Während unserer Tour sind wir dabei, Ihnen über berühmte historische Gebäude in der Pyatnitskaja Strasse, der Hauptwandernstraße des Bezirks zu erzählen. Wir werden um den Staat Tretyakov Galerie spazieren gehen und die Geschichte über Tretyakov, berühmte russische Unternehmer, Sammler und Gönner der Kunst und die Geschichte, ihrer Sammlung und Galeriengebäudes erzählen.

Es gibt auch das Haus und Museum eines anderen berühmten russischen Unternehmers und Gönners der Kunst – Bakhrushin’s Museum der Theater, dass im 1896 gebaut wurde.

Berühmter russischer Schriftsteller Alexander Ostrovsky hat auch in Zamoskvorechie in der Malaya Ordynka Strasse gelebt. Wenn Sie seine Arbeiten mögen, können Sie sein Hausmuseum besuchen.

Zamoskvorechie ist wegen seiner Kirchen berühmt: die Kirche von St. Sophia der Weissheit des Gottes auf der Insel des Gärtners und ihrem Glockenturm, die Kirche von St. Georg der Siegreiche in Endova, die Kirche der Ikone “die Heiterkeit von Allen, die leiden”, die Kirche von St. Nicholas in Pyzhakh usw. Jede von ihnen hat seine eigene Geschichte und Geheimnis.
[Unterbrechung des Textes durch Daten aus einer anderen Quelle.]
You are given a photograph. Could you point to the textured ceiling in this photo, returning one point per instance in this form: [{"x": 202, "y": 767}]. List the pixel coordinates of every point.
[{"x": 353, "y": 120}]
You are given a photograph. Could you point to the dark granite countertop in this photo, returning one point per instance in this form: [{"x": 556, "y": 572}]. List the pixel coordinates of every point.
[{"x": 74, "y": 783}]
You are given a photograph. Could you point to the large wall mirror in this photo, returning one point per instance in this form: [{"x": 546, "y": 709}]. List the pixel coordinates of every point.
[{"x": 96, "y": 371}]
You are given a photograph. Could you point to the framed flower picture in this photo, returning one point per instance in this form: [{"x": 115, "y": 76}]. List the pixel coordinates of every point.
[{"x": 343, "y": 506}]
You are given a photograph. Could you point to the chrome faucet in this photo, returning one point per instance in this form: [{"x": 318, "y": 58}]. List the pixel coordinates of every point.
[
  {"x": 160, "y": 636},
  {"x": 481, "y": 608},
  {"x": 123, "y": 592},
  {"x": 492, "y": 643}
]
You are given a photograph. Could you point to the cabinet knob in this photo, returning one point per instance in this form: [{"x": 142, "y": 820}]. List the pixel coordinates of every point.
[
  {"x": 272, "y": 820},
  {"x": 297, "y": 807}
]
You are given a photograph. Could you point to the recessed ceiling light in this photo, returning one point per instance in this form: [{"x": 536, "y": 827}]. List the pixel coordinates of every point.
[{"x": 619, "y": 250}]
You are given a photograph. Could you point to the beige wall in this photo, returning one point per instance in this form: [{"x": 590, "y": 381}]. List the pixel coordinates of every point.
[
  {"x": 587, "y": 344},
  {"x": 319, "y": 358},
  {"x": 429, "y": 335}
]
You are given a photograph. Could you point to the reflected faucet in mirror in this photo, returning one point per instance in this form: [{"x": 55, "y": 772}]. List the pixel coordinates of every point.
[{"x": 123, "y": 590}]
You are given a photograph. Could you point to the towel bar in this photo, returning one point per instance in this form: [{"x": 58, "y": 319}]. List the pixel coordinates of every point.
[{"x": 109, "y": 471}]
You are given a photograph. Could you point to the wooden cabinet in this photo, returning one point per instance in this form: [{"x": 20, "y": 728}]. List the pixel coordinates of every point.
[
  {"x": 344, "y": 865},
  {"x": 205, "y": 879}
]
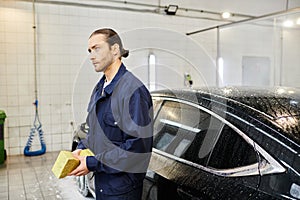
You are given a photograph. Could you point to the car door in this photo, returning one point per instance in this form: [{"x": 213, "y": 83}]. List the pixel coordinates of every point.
[{"x": 185, "y": 137}]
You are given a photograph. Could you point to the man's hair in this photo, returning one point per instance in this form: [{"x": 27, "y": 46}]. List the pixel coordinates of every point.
[{"x": 112, "y": 38}]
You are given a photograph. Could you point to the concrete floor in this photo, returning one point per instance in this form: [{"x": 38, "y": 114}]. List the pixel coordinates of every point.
[{"x": 29, "y": 178}]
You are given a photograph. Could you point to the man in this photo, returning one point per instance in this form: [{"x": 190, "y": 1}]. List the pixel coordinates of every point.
[{"x": 120, "y": 123}]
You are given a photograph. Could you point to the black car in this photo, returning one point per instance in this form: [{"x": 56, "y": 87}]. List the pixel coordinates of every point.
[{"x": 225, "y": 143}]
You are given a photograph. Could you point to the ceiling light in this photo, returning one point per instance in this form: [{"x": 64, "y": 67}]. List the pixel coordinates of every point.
[
  {"x": 226, "y": 15},
  {"x": 171, "y": 9},
  {"x": 288, "y": 23}
]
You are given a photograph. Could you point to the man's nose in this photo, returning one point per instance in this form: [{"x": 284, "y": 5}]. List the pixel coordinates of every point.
[{"x": 92, "y": 56}]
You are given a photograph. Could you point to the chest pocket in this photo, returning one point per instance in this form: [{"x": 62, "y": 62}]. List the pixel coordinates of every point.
[{"x": 111, "y": 129}]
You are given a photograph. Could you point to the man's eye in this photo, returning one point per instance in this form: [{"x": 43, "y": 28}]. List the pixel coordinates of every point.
[{"x": 97, "y": 49}]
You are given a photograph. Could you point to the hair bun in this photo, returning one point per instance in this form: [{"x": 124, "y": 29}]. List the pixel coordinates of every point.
[{"x": 125, "y": 53}]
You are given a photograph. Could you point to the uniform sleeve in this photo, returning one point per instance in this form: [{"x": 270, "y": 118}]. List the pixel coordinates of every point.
[{"x": 133, "y": 150}]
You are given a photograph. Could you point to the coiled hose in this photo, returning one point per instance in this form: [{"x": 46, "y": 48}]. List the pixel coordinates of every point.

Mit Ihrem Audioführer werden Sie alle Straßen und Gassen durchgehen, einige interessante Höfe kennenlernen, die Legenden und Mythen erforschen und die Wahrheit herausfinden. Sie werden sich auf den Bänken des Bolotnaya Platz entspannen; die Bilder der Kremlkuppeln, Riese Bildsäule von Peter dem Großen, Flussdeiche nehmen, über das ehemalige Hotel Mamontov und super Luxusbalchug-Kempinskij erfahren.